5: Blue cheese: Known for its distinctive taste that appeals to many (or maybe not so many), blue cheese was originally stored in caves with favourable conditions for mold to grow. Contemporary blue cheeses have a blue veined appearance and greet you with their strong smell. There’s no bigger star than the Roquefort in this category. Originating from the Occitanie region in south west France, this cheese is soft and crumbly and leaves your palate with a sharp, creamy and tangy flavour. Roquefort goes great in salads.
There is also the Livarot from Normandy in this category with its strong flavour and its light to pale yellow interior paste.
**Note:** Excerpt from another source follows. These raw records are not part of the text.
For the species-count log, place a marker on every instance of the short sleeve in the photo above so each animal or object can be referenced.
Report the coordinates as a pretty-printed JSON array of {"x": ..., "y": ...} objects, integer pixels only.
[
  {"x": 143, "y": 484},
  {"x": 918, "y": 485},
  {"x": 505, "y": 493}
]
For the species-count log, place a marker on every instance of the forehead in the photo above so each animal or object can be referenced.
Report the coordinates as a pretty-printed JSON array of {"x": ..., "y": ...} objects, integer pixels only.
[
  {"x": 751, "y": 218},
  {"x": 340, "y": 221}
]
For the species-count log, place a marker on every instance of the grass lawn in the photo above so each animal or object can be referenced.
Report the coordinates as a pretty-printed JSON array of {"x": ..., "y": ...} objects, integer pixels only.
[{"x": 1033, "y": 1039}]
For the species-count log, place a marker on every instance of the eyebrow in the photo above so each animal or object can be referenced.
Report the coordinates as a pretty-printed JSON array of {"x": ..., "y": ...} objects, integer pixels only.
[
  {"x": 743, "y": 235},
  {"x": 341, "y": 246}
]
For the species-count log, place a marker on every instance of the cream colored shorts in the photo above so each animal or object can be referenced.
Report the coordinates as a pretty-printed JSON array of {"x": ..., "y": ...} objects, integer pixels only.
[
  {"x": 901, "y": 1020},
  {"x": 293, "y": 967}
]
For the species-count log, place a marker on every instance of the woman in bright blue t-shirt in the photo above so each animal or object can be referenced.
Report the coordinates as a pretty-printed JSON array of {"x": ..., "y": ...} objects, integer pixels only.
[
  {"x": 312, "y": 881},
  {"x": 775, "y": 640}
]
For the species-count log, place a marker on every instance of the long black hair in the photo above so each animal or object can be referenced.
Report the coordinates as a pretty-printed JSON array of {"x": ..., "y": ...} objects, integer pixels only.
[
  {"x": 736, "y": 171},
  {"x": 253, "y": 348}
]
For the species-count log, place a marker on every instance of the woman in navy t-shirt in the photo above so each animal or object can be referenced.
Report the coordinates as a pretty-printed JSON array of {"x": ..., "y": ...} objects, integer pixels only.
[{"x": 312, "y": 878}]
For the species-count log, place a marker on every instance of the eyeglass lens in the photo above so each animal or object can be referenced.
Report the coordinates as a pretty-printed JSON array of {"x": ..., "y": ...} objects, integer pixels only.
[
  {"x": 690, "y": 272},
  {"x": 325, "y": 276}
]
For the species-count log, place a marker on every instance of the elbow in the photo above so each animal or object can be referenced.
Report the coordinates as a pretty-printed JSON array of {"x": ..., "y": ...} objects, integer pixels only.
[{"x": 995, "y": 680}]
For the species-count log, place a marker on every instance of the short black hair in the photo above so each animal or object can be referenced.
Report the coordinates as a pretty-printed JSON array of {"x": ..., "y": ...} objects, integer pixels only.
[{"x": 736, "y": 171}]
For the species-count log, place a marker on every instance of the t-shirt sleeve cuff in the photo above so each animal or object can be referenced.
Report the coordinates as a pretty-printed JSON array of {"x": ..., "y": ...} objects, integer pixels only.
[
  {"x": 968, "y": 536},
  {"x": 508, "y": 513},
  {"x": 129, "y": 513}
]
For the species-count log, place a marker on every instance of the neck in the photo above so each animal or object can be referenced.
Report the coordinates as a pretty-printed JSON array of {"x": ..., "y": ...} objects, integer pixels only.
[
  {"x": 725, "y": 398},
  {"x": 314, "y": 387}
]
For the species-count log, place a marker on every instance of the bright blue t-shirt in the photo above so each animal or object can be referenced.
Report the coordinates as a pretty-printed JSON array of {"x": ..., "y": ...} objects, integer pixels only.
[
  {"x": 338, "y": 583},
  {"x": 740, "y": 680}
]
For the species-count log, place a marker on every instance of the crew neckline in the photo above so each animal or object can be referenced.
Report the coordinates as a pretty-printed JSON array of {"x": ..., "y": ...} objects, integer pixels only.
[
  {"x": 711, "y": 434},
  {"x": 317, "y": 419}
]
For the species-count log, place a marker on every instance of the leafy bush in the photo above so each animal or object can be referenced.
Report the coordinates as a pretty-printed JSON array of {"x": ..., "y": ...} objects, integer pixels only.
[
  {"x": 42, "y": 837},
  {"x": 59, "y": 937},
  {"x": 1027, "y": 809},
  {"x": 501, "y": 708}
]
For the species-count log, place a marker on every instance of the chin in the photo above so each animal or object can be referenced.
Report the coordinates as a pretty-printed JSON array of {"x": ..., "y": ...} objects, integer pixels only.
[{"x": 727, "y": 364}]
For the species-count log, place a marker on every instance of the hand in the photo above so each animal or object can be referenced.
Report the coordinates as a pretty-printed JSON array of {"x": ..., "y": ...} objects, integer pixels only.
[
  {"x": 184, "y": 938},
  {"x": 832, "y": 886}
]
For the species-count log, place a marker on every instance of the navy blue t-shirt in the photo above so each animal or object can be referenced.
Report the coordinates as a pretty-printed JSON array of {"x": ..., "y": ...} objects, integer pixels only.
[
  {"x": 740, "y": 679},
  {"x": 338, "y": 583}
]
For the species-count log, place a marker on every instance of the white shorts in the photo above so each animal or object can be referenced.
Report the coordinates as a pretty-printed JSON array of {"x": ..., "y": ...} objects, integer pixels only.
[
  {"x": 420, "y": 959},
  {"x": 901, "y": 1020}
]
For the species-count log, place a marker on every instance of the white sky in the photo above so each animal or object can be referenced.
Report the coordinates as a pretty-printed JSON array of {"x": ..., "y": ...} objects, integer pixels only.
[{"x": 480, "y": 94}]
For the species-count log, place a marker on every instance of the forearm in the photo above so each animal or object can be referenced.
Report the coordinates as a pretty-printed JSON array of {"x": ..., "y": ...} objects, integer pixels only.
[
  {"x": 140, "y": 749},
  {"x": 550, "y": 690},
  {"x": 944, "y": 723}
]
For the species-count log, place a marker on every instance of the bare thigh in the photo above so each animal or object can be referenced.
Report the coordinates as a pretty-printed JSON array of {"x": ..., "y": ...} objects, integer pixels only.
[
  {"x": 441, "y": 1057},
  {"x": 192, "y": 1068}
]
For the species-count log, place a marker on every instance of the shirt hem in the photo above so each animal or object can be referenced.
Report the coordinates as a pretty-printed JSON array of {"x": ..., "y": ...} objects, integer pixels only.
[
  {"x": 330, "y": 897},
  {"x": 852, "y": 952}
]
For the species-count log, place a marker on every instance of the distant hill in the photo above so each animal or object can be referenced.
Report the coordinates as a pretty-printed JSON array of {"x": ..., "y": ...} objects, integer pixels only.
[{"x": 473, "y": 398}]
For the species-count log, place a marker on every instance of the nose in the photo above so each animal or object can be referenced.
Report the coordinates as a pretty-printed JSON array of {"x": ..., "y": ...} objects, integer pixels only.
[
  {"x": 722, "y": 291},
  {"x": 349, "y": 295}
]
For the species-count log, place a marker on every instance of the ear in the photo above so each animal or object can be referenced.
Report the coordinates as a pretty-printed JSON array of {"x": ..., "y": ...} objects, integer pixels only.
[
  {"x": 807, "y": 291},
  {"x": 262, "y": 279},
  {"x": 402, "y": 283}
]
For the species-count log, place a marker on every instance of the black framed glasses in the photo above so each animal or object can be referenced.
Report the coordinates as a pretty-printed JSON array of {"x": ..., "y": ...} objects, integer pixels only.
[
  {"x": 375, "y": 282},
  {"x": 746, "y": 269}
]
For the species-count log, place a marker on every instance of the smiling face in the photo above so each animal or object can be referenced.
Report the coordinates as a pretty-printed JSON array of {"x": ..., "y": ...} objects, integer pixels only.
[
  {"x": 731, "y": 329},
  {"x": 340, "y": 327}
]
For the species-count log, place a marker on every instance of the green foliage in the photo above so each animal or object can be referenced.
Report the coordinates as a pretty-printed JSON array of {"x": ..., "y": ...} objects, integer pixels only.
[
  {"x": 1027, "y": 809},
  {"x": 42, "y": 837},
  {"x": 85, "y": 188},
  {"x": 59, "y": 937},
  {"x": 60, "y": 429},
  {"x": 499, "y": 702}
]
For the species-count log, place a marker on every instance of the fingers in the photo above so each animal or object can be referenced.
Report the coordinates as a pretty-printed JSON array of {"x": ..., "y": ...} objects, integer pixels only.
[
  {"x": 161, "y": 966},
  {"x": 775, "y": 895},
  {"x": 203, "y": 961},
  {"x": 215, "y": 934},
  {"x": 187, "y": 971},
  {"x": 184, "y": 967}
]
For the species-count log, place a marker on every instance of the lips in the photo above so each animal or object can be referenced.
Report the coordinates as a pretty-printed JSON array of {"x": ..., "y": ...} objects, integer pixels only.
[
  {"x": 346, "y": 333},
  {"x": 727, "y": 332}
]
It makes an excellent partner with apple cider from Normandy or red wine.
6: Goat Cheese: Known as the chevre in local parlance, goat’s cheese is generally soft and has an earthy flavour. Opt for the famous Crottin de Chavignol, a native of the Loire Valley. Its full and nutty flavour makes it a hit in salads and a fine partner with a Sancerre (sweet wine) or the Sauvignon Blanc. From the same region, comes the Bucheron which has a tangy flavour close to the rind and gets rich and creamy as you get closer to the center of the cheese. Goes well on a baguette and with a good bottle of Bordeaux!
7: Fresh cheeses: Also known as unripened cheese, fresh cheese is made by curdling cow, goat or sheep’s milk and then draining off the whey. The remaining curd is then used to make cheese. Fromage frais is the most well-known in this category. Creamy, white and made with whole or skimmed milk, it is ideal as a savoury appetizer or dessert.
Making Your Own Cheeseboard: If you’re looking at creating your own cheeseboard, then here’s what you should keep in mind:
© ANTONINA KAZAK / stock.adobe.com
1: The selection of the cheeseboard is as important as that of the cheese. Keep it casual with a wooden cheeseboard or add a touch of elegance with a marble one.
2: Go for an assortment of different types of cheese available in different shapes and sizes. Avoid industrial cheese. Be sure that the cheeses are out of the fridge 30 minutes before serving.
3: Ideally serve baguette with your cheese, but if baguettes are not easily available, then sourdough and any other variety should do just fine. Go with a minimum of 2 bread varieties with your cheeseboard
4: You can add something sweet in the form of fruits, nuts, crackers or jam and some honey.
5: Cheeseboard etiquette demands that the cheese be arranged from the mildest to the strongest. The really overpowering cheeses can be also placed on a separate plate.
6: Separate knives for each cheese are a must especially soft cheese.
7: All you now need is good wine or two that finds a match with your cheeseboard and voila, you are all set for a perfect evening à la française!